Childhood abuse is associated with methylation of multiple loci in adult DNA
- Equal contributors
1 Sackler Program for Epigenetics & Developmental Psychobiology, McGill University, 3655 Promenade Sir William Osler, Montreal H3G 1Y6, QC, Canada
2 Department of Pharmacology and Therapeutics, McGill University, 3655 Promenade Sir William Osler, Montreal H3G 1Y6, QC, Canada
3 McGill Centre for Bioinformatics, McGill University, 3649 Promenade Sir William Osler, Montreal H3G 0B1, QC, Canada
4 MRC Centre of Epidemiology for Child Health/ Centre for Paediatric Epidemiology and Biostatistics, UCL Institute of Child Health, 30 Guilford Street, London WC1N 1EH, UK
5 Clinical and Molecular Genetics Unit, UCL Institute of Child Health, 30 Guilford Street, London WC1N 1EH, UK
6 Human Early Learning Partnership, University of British Columbia, Suite 440, 2206 East Mall, Vancouver V6T 1Z3, BC, Canada
BMC Medical Genomics 2014, 7:13 doi:10.1186/1755-8794-7-13Published: 11 March 2014
Childhood abuse is associated with increased adult disease risk, suggesting that processes acting over the long-term, such as epigenetic regulation of gene activity, may be involved. DNA methylation is a critical mechanism in epigenetic regulation. We aimed to establish whether childhood abuse was associated with adult DNA methylation profiles.
In 40 males from the 1958 British Birth Cohort we compared genome-wide promoter DNA methylation in blood taken at 45y for those with, versus those without, childhood abuse (n = 12 vs 28). We analysed the promoter methylation of over 20,000 genes and 489 microRNAs, using MeDIP (methylated DNA immunoprecipitation) in triplicate.

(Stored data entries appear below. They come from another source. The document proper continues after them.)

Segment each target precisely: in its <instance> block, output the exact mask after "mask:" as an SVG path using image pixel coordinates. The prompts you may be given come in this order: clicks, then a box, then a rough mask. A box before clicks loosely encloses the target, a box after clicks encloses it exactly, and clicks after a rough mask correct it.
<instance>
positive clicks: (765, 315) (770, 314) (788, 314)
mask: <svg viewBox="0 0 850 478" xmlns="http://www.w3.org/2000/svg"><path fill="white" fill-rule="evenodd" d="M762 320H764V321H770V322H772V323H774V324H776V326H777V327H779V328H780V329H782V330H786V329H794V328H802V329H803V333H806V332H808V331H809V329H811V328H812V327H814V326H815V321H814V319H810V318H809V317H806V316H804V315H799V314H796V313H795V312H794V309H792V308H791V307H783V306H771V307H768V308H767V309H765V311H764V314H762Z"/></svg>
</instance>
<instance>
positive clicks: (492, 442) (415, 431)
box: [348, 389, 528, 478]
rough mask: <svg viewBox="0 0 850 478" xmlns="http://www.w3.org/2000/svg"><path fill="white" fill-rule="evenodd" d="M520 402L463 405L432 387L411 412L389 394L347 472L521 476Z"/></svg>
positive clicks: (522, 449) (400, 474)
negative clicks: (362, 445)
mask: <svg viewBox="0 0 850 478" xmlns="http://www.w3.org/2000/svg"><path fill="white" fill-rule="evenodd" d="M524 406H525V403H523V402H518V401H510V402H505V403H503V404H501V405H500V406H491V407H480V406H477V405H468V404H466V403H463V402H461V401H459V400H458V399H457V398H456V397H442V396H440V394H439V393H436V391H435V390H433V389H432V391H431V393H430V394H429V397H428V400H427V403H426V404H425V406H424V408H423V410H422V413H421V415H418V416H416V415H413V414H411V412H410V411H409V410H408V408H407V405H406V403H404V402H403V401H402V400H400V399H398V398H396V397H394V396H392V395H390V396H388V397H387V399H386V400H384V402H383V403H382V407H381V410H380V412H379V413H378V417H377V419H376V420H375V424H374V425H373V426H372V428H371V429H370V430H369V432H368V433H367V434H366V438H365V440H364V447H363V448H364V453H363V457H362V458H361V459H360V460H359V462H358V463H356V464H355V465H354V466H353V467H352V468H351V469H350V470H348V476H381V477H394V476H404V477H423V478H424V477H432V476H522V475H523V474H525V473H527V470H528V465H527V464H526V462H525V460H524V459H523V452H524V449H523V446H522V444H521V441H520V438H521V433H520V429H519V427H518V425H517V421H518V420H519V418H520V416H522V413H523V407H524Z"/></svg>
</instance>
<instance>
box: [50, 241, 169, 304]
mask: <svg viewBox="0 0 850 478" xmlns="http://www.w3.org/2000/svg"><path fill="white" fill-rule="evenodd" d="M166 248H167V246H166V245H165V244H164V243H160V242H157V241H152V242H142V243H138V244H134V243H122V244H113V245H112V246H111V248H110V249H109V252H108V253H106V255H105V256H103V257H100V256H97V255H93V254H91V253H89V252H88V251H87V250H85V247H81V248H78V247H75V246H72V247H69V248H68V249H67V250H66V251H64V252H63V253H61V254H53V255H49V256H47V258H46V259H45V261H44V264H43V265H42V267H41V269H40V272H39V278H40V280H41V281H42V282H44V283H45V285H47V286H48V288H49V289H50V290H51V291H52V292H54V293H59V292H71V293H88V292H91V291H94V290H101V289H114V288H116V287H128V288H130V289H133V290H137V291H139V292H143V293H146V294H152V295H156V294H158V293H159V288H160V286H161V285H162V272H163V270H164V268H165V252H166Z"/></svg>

We found 997 differentially methylated gene promoters (311 hypermethylated and 686 hypomethylated) in association with childhood abuse and these promoters were enriched for genes involved in key cell signaling pathways related to transcriptional regulation and development. Using bisulfite-pyrosequencing, abuse-associated methylation (MeDIP) at the metalloproteinase gene, PM20D1, was validated and then replicated in an additional 27 males. Abuse-associated methylation was observed in 39 microRNAs; in 6 of these, the hypermethylated state was consistent with the hypomethylation of their downstream gene targets. Although distributed across the genome, the differentially methylated promoters associated with child abuse clustered in genome regions of at least one megabase. The observations for child abuse showed little overlap with methylation patterns associated with socioeconomic position.
Our observed genome-wide methylation profiles in adult DNA associated with childhood abuse justify the further exploration of epigenetic regulation as a mediating mechanism for long-term health outcomes.